April 25, 2026
Size vs Think Time—Fight!
Which one is more important: more parameters or more computation? (2021)
Reddit says: both—bigger brains help, but more thinking time matters too
TLDR: Researchers show you can grow AI size or give it more “think time” separately, and both help. Commenters call it obvious, mock mega-model overkill, and hype clever hacks and fine-tuning—turning a tech demo into a brawl over brains, compute, and smarter shortcuts that actually matter.
Tech folks dropped a spicy debate: is AI better with more “brain cells” or more time to think? The paper says… why not both! Researchers showed you can make models bigger without extra effort using hashing (a simple way to send words to specialist “experts”), and also crank up thinking steps without adding new parts with “staircase attention.” Translation: size and compute can be tuned separately, and both can boost smarts. Cue the comments section meltdown.

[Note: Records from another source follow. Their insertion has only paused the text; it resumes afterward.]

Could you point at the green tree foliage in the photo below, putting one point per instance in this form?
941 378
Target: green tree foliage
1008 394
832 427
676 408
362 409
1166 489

One camp yawned, calling it obvious: “it’s both,” said one reader, comparing model size to how curvy a shape can be, and compute to the image’s resolution. Another camp cheered the “free upgrade” energy, linking to a post about cutting duplicate layers and stacking the real “thinking layers” to get higher scores with “basically no overhead.” The crowd loved that hacky vibe.
Then came the jokes: one commenter roasted mega-models as “employing a million random people to play darts,” and likened overkill to “shooting sparrows with a nuclear bomb.” Others pushed a third path: smarter data selection, lightweight fine-tuning (LoRA), and mixture-of-experts (MoE) for efficiency. Bottom line: the study lit a fire under an old fight—size vs. sweat—while the community gleefully piled on with memes, metaphors, and DIY tricks.
Key Points
- •The article argues that model parameters and computation should be considered separately in deep learning.

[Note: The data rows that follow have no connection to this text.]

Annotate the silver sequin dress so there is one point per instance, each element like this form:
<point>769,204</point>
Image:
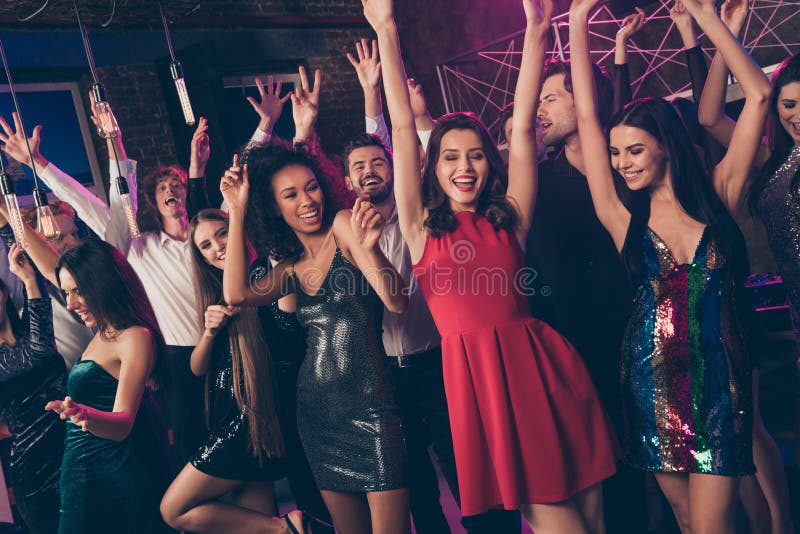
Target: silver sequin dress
<point>347,418</point>
<point>779,207</point>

- •A hashing-based MoE routing method increases model size without increasing per-input computation.
- •Staircase attention models increase computation without adding parameters, improving performance.
- •On the pushshift.io Reddit task, hashing-based MoE outperforms the Switch baseline, especially with more experts.
- •Experiments include 1.28B-parameter models using ~17% of parameters per input and 4.5B-parameter models outperforming the BASE MoE model.